St. Laurentius (vollständig: St. Laurentius und Katharina) ist die Stadtkirche von Schönberg (Mecklenburg). Die Kirche unter dem Patrozinium der Heiligen Laurentius von Rom und Katharina von Alexandrien ist im Kern backsteingotisch. Seit der Reformation war sie Pfarrkirche einer Gemeinde der Evangelisch-Lutherischen Landeskirche Mecklenburgs; seit 2012 gehört sie zur Evangelisch-Lutherischen Kirche in Norddeutschland.

Baugeschichte[Bearbeiten | Quelltext bearbeiten]

Schon 1235 war in Schönberg eine Kirche vorhanden. Nachdem der Ort unter Bischof Markward von Jesowe Residenz der Bischöfe von Ratzeburg wurde, wurde die Kirche im zweiten Viertel des 14. Jahrhunderts (nach 1324) unter Verwendung von älteren Bauteilen erweitert. Der ursprünglich rechteckige Chorraum erhielt eine verlängerte 5/8-Apsis, der ursprünglich einschiffige Hauptraum wurde zur dreischiffigen, vierjochigen Stufenhalle. Während der Chorraum ursprünglich gewölbt war, sind im Hauptschiff keine Gewölbeansätze zu finden. Der massive Westturm kam im frühen 16. Jahrhundert hinzu. Am 7. April 1601 brannte die Kirche durch ein Großfeuer, das in einer Schmiede entstanden war, aus und erhielt anschließend eine neue Ausgestaltung. 1829 wurde der Turm durch einen Blitzeinschlag beschädigt; er erhielt 1831 seine heutige Form durch den Landbaumeister F. Lohmeier mit vier flachen Dreiecksgiebeln, einem leicht gekrümmten pyramidenförmigen Dach und einer abschließenden Plattform mit einer Laterne. 1846 bis 1848 erfolgte eine durchgreifende Instandsetzung. Dabei erhielt die Westseite des Turmes eine neue Verkleidung und das Innere die heute noch zu sehende Balken-Kassettendecke. Eine Restaurierung der Kirche erfolgte von 1987 bis 1991. Dabei konnten Teile der Ausmalung des frühen 17. Jahrhunderts freigelegt werden, und der Durchgang zur Sakristei wurde wieder geöffnet.

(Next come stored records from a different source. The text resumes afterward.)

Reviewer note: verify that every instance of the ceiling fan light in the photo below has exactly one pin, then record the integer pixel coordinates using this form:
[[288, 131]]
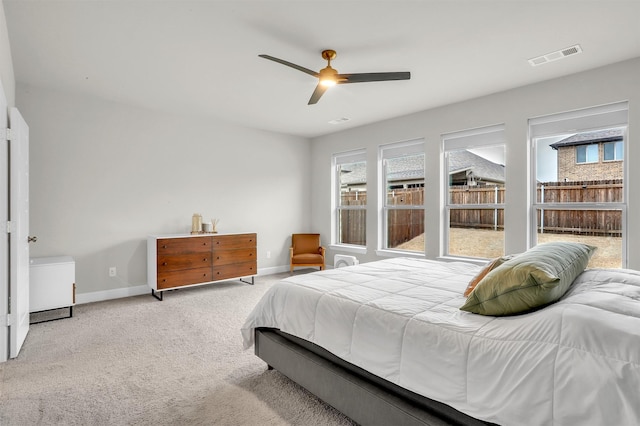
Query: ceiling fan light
[[328, 77], [328, 82]]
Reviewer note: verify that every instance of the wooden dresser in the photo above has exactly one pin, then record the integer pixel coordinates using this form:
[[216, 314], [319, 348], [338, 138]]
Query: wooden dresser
[[184, 260]]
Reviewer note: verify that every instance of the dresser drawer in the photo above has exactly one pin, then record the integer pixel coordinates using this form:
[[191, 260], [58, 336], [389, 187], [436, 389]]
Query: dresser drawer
[[235, 241], [225, 257], [184, 245], [174, 262], [235, 270], [186, 277]]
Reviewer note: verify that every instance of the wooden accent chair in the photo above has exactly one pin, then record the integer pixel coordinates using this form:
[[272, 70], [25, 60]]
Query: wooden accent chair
[[306, 251]]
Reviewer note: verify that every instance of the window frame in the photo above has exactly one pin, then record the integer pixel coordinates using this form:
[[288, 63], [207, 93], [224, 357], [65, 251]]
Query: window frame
[[386, 152], [586, 153], [615, 150], [477, 138], [337, 160], [579, 121]]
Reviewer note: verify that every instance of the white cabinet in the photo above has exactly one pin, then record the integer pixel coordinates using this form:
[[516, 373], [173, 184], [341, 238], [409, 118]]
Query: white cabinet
[[52, 283]]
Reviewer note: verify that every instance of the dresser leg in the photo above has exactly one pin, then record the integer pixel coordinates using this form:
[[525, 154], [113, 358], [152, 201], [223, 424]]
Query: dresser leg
[[247, 282], [154, 294]]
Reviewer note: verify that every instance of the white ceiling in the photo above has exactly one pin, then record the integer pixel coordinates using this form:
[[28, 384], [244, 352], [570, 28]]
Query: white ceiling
[[201, 57]]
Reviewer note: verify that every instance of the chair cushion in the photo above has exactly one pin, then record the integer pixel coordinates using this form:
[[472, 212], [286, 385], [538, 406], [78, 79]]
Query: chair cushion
[[307, 258], [305, 243]]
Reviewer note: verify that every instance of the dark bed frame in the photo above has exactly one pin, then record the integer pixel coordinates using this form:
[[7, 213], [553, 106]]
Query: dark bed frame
[[358, 394]]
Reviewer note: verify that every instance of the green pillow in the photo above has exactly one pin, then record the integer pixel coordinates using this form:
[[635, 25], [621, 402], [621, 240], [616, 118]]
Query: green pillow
[[533, 279]]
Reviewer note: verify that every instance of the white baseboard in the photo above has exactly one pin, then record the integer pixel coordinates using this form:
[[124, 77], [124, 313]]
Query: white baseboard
[[118, 293]]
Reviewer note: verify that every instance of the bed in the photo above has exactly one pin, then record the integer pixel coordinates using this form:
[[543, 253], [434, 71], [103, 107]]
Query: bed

Ausstattung[Bearbeiten | Quelltext bearbeiten]

Altarraum (2005)

Von der vorreformatorischen Ausstattung ist die bronzene Tauffünte erhalten. Nach ihrer Inschrift wurde sie 1357 von Gerhard Kranemann gegossen, der von 1351 bis 1381 zusammen mit seinem Vater oder Bruder Hinrich als Gießer in Lübeck tätig war. Das eigentlich glockenförmige Becken wird von drei knienden Engelsgestalten getragen; auf seiner Wandung finden sich in zwei Reihen übereinander Heiligenfiguren, insbesondere die Kirchenpatrone Laurentius und Katharina, aber auch die Taufe und Kreuzigung Christi, Christus mit den Leidenswerkzeugen sowie ein Wappen.

Der Altar stammt vom Wiederaufbau nach dem Brand 1601. Er wurde 1616 vom damaligen Fürstbischof August I. (Braunschweig-Lüneburg) gestiftet. Der Altaraufbau und die Schnitzarbeiten (Stifterwappen, Engel mit den Leidenswerkzeugen, Petrus und Paulus) sind weitgehend erhalten; im Hauptgeschoss wurden die ursprünglichen Schnitzarbeiten im 19. Jahrhundert gegen Gemälde ausgetauscht; im Zentrum befand sich ein 1847 von Großherzogin Marie von Mecklenburg-Strelitz gemaltes Christusbild; gerahmt von den Darstellungen der vier Evangelisten, die 1894 von Adelheid Soest nach einer Vorlage von Guerciono in der Gemäldegalerie Alte Meister in Dresden angefertigt wurden.

Die Kanzel mit Schalldeckel stammt aus der Mitte des 19. Jahrhunderts und ist an die südliche Langschiffempore angebunden.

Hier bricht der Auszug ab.